Time-domain imaging of curling modes in a confined magnetic vortex and a micromagnetic study exploring the role of spiral spin waves emitted by the core

Abstract

The curling spin wave modes of a ferromagnetic vortex confined to a microscale disk have been directly imaged in response to a microwave field excitation using time-resolved scanning Kerr microscopy. Micromagnetic simulations have been used to explore the interaction of gyrotropic vortex core dynamics with the curling modes observed in the region of circulating in-plane magnetization. Hybridization of the fundamental gyrotropic mode with the degenerate, lowest frequency, azimuthal modes has previously been reported to lead to their splitting and counterpropagating motion, as we observe in our spectra and measured images. The curling nature of the modes can be ascribed to asymmetry in the static and dynamic magnetization across the disk thickness, but here we also present evidence that spiral spin waves emitted by the core can influence the spatial character of higher frequency curling modes for which hybridization is permitted only with gyrotropic modes of the same sense of azimuthal motion.
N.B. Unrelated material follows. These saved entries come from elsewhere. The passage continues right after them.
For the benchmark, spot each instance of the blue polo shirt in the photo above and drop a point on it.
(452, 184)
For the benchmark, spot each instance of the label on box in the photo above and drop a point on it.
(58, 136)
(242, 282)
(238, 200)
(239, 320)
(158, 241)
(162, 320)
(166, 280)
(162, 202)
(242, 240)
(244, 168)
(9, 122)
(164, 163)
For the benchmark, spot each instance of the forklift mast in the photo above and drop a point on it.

While it is challenging to identify if such modes are truly hybridized from the mode dispersion in a confined disk, our simulations reveal that spiral spin waves from the core may act as mediators of the interaction between the core dynamics and azimuthal modes, enhancing the spiral nature of the curling mode. At higher frequency, modes with radial character only do not exhibit marked curling, but instead show evidence of interaction with spin waves generated at the edge of the disk. The measured spatiotemporal character of the observed curling modes is accurately reproduced by our simulations, which reveal the emission of propagating short-wavelength spiral spin waves from both core and edge regions of the disk. Our simulations suggest that the propagating modes are not inconsequential, but may play a role in the dynamic overlap required for hybridization of modes of the core and in-plane magnetized regions. These results are of importance to the fields of magnonics and spintronics that aim to utilize spin wave emission from highly localized, nanoscale regions of nonuniform magnetization, and their subsequent interaction with modes that may be supported nearby.